The second comment (paulfchristiano) talks about picking “rewards that would implement human wishes” and strategies for doing so.
These seem quite different. If I try to inhabit my model of TurnTrout, I expect he might say “But rewards don’t implement wishes! Our wishes are for the agent to have a certain kind of cognition.” and perhaps also “Whether a reward event helps us get the cognition we want is, first and foremost, a question of which circuits inside the agent are reinforced/refined by said event, and whether those particular circuits implement the kind of cognition we wanted the agent to have.”
I don’t particularly object to that framing, it’s just a huge gap from “Rewards have unpredictable effects on agent’s cognition, not necessarily to cause them to want reward” to “we have a way to use RL to interpret and implement human wishes.”
it’s just a huge gap from “Rewards have unpredictable effects on agent’s cognition, not necessarily to cause them to want reward” to “we have a way to use RL to interpret and implement human wishes.”
So, OP said
In general, we have no way to use RL to actually interpret and implement human wishes, rather than to optimize some concrete and easily-calculated reward signal.
I read into this a connotation of “In general, there isn’t a practically-findable way to use RL...”. I’m now leaning towards my original interpretation being wrong—that you meant something more like “we don’t know how to use RL to actually interpret and implement human wishes” (which I agree with).
I agree that this need not produce a policy that is trying to get reward, just one that in fact gets a lot of reward on distribution.
I think this tells us relatively little about the internal cognition, and so is a relatively non-actionable fact (which you probably agree with?). But I want to sort out my thoughts more, here, before laying down more of my intuitions on that.
Related clarifying question:
To illustrate how this can go wrong, imagine using RL to implement a decentralized autonomous organization (DAO) which maximizes its profit[...]
The shareholders of such a DAO may be able to capture the value it creates as long as they are able to retain effective control over its computing hardware / reward signal.
Do you remember why you thought it important that the shareholders retain control over the reward signal? I can think of several interpretations, but am curious what your take was.
I don’t think we know how to pick rewards that would implement human wishes. It’s great if people want to propose wise strategies and then argue or demonstrate that they have that effect.

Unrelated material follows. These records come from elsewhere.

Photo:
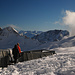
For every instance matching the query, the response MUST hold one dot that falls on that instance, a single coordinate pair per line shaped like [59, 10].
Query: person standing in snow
[16, 52]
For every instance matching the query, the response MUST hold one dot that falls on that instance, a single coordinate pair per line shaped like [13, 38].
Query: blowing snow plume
[69, 20]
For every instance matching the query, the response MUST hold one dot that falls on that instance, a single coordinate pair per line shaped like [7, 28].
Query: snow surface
[61, 63]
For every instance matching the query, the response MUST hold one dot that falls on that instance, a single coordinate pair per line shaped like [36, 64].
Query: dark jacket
[15, 52]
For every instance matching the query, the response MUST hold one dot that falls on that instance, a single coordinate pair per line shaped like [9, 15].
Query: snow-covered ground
[61, 63]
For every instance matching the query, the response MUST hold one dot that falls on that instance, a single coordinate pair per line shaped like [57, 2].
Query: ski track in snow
[57, 64]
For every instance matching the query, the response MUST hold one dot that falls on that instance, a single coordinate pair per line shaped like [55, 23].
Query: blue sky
[36, 15]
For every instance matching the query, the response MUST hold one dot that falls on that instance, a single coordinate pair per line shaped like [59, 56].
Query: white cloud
[69, 20]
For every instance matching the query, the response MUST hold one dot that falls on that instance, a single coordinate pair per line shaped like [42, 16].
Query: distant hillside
[9, 37]
[29, 34]
[52, 35]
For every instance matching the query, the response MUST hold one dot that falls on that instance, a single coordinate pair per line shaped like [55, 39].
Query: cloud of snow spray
[69, 20]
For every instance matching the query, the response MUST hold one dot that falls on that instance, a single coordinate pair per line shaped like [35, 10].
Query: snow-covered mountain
[9, 37]
[29, 34]
[52, 35]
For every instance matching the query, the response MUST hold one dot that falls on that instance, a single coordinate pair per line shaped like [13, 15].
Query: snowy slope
[52, 35]
[9, 37]
[62, 63]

On the other side: if you have an easily measurable reward function, then you can find a policy that gets a high reward by using RL (essentially gradient descent on “how much reward does the policy get.”) I agree that this need not produce a policy that is trying to get reward, just one that in fact gets a lot of reward on distribution.
At the risk of reading too much into wording, I think the phrasing of the above two comments contains an interesting difference.
The first comment (TurnTrout) talks about reward as the thing providing updates to the agent’s cognition, i.e. “reward schedules produce … cognitive updates”, and expresses confusion about a prior quote that mentioned implementing our wishes through reward functions.
The second comment (paulfchristiano) talks about picking “rewards that would implement human wishes” and strategies for doing so.
These seem quite different. If I try to inhabit my model of TurnTrout, I expect he might say “But rewards don’t implement wishes! Our wishes are for the agent to have a certain kind of cognition.” and perhaps also “Whether a reward event helps us get the cognition we want is, first and foremost, a question of which circuits inside the agent are reinforced/refined by said event, and whether those particular circuits implement the kind of cognition we wanted the agent to have.”
I don’t particularly object to that framing, it’s just a huge gap from “Rewards have unpredictable effects on agent’s cognition, not necessarily to cause them to want reward” to “we have a way to use RL to interpret and implement human wishes.”
So, OP said
I read into this a connotation of “In general, there isn’t a practically-findable way to use RL...”. I’m now leaning towards my original interpretation being wrong—that you meant something more like “we don’t know how to use RL to actually interpret and implement human wishes” (which I agree with).
I think this tells us relatively little about the internal cognition, and so is a relatively non-actionable fact (which you probably agree with?). But I want to sort out my thoughts more, here, before laying down more of my intuitions on that.
Related clarifying question:
Do you remember why you thought it important that the shareholders retain control over the reward signal? I can think of several interpretations, but am curious what your take was.